I Cosplayer solitamente sono persone di età compresa tra i 15 e i 35 anni, assai appassionate di personaggi fantastici che dedicano tutto il loro tempo libero alla ricerca di dettagli, suggerimenti e conoscenze per ampliare e perfezionare il loro personaggio. Queste ricerche hanno portato alla creazione di vere e proprie comunità virtuali, ossia di:
Un gruppo di persone caratterizzato da un mezzo di comunicazione elettronico condiviso dai partecipanti, dall’informazione comunitaria, dalla discussione su temi precisi e dall’irrilevanza della locazione geografica dei partecipanti. (Ann Beamish)
In particolare gli elementi che ne fanno una comunità virtuale sono: il senso di appartenenza, un insieme di valori e un sistema organizzativo. Howard Rheingold, analizza le comunità virtuali da un punto di vista sociologico, mettendo al centro del suo studio la comunione che lega i gruppi telematici. Lo studioso americano attribuisce alle comunità virtuali 3 tipi di beni collettivi:
- il capitale sociale di rete: la capacità di essere accolti nei luoghi del cyberspazio;
- il capitale di conoscenze: competenze, abilità e saperi messi in comune;
- la comunione sociale: il senso di prossimità e condivisione.

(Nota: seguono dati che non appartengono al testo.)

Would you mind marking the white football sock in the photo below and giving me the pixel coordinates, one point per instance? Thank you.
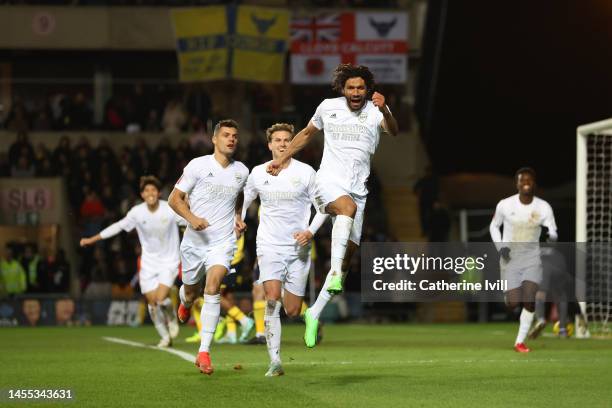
(273, 329)
(209, 318)
(323, 298)
(168, 309)
(525, 323)
(159, 321)
(182, 297)
(341, 231)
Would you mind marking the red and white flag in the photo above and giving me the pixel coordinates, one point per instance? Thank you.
(376, 39)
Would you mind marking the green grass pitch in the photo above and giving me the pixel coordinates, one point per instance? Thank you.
(355, 366)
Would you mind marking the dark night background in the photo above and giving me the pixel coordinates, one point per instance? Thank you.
(514, 80)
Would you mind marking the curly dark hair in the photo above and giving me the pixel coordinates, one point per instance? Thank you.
(279, 127)
(525, 170)
(231, 123)
(149, 180)
(346, 71)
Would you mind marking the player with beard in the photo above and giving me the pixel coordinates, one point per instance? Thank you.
(214, 185)
(522, 216)
(352, 125)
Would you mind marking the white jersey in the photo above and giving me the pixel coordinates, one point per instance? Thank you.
(522, 222)
(212, 191)
(285, 205)
(351, 139)
(157, 232)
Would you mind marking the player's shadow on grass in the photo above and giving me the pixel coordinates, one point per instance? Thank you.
(352, 379)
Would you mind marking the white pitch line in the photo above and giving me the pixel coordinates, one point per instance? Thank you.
(182, 354)
(189, 357)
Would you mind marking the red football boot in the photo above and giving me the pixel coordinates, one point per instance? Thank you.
(521, 348)
(203, 363)
(183, 313)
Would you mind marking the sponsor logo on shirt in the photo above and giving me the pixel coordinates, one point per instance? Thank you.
(295, 181)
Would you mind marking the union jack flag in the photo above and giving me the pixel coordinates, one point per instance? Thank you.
(321, 28)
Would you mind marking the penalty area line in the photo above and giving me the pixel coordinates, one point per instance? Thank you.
(182, 354)
(191, 358)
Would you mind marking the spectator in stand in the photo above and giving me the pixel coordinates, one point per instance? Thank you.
(439, 223)
(175, 117)
(5, 167)
(200, 141)
(427, 190)
(152, 124)
(12, 276)
(113, 115)
(198, 102)
(24, 168)
(20, 147)
(142, 106)
(42, 121)
(141, 157)
(55, 272)
(30, 261)
(77, 114)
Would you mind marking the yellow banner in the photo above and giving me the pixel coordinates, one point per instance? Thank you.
(260, 43)
(201, 42)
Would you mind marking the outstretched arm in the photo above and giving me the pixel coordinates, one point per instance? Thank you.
(125, 224)
(299, 141)
(304, 237)
(388, 123)
(177, 202)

Ancora una volta la creazione di un cyberspazio crea i presupposti per la formazione di situazioni sociali diversificate per cultura, finalità, utilizzo degli strumenti di interazione, andando a favorire la nascita di relazioni in rete che possono mutare a seconda degli obiettivi e delle preferenze di ciascun individuo. Queste comunità virtuali si concretizzano durante le manifestazioni e i concorsi. Il concorso prevede diverse fasi:
- iscrizione
- presentazione in cui viene indicato il nome della serie, del fumetto, o del gioco, da cui è stato tratto il personaggio portato in scena
- sfilata
Dopo l’esibizione sul palco, durante la quale il concorrente può anche decidere di recitare o cantare una battuta del personaggio che interpreta, avviene la votazione e la premiazione dei vincitori, distinti per categoria, come ad esempio il miglior singolo e il miglior gruppo. A decretare il vincitore, a parte la somiglianza fisica, è il costume, specie se cucito a mano e curato nel dettaglio. Per i Cosplayer il costume è un mezzo che disinibisce, abbassa le barriere e consente di interagire più facilmente.
Il rito della preparazione, il gioco del travestimento, le interazioni virtuali e la recitazione sono delle pratiche capaci di generare un fenomeno di aggregazione e distinzione attorno alla stessa passione. Questo mondo è costituito da appassionati che danno libero sfogo alla loro passione attraverso il personaggio amato, che in qualche modo rispecchia la propria personalità o come si vorrebbe essere. Il costume insomma ha il “potere” di annullare la personalità dell’individuo e dare libero sfogo a quella del personaggio.
La fiera diventa un momento non solo per condividere una passione, ma diviene un’occasione per fuggire dalla quotidianità, rendendo reale qualcosa che esiste solo nel mondo della fantasia o è confinato nella virtualità come i rapporti sociali nati in chat, capovolgendo ogni forma di stratificazione sociale e lasciandosi andare alla più libera espressione personale.